The biggest problem is of Juusankaku Kankei is that the first half of this novel is really boring. After a very good first chapter where Kanki and Keiko discover the cut-up body of Hatae, you're presented with like five chapters of interviews with witnesses and suspects about what happened that night, and about the seven visitors of Hatae. It becomes immensely repetitive very fast, as each person just states this and that about who came at what time for what reason and and what they thought of the victim and all of this takes up half of the length of the novel! In hindsight, I can also hardly say Yamada did something truly clever with looking at the chain of events of the evening from different angles, so this is a really difficult part to get through as it just goes on and on.

But what do you get if you do make it through? Well, the core mystery plot at first seems to focus on the problem of how the killer could've killed, cut-up Hatae and attached her body parts to the blades of the windmill outside the window given the time schedule of the seven visitors, but that part is surprisingly easy to guess. There is another murder later in the book, but too that's resolved by Kanki even before the reader gets any chance to think about the event. In the end, the focus of the story falls upon the very complex relations between the many characters of this novel. As the title of the book already suggests, a triangle relation is nothing to the lines and arrows you can draw between the characters in this novel. Each plot development seems to shake up the relational chart a bit, giving new motives to the suspects, and in that sense, I do like the way the murderer is slowly revealed to be at the center of things as you uncover new angles to the diagram. A character who at first is in the background, but comes closer and closer as the book nears the end. At the same time, because Juusankaku Kankei is so much about thinking about motives and the relationships between the characters, the puzzle element is slightly weak: Kanki's deduction at the end is little more than vague guesses about the who and why, and never do you get the feeling of 'Oh yeah, now that clue mentioned in that chapter makes sense' as there are few 'real' clues. I guess that other Yamada novels have that too in a sense: Taiyou Kokuten actually reads as a normal youth novel about a young student's love life until the very end when suddenly everything is turned around and you're told you were reading a mystery novel.
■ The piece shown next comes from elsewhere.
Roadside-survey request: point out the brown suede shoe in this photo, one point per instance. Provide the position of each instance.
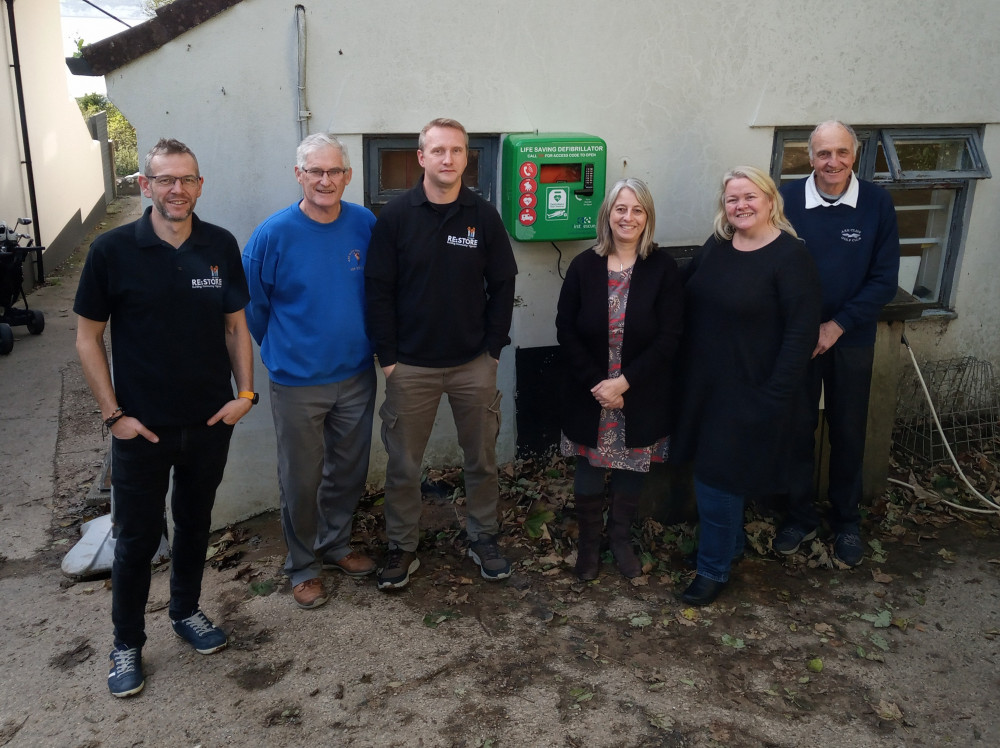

But Juusankaku Kankei is about a murder investigation from the very start, and because of that, I'd have wanted a bit more tangible or satisfying clewing.

And now I mentioned Taiyou Kokuten, I can definitely recommend Yamada's mystery stories if you like the post-war Japan setting: most stories I read by him are set in the fifties, just as Japan recovered from the war and started to transit into the period of high economic growth. His focus is always on the less fortunate side of society, from poor students who have to do awful jobs to earn a living to the people in the red light districts and the like. No posh country houses here!

But no, Juusankaku Kankei is hardly my favorite Yamada mystery story. I guess the novel earned his reputation as one of Yamada's best works due to the characterisation and the complex way with which he positions the characters in regards to each other and how this relational twister is used to unveil the murderer, but it didn't really work for me personally, though I guess this is a Your Mileage May Vary thing.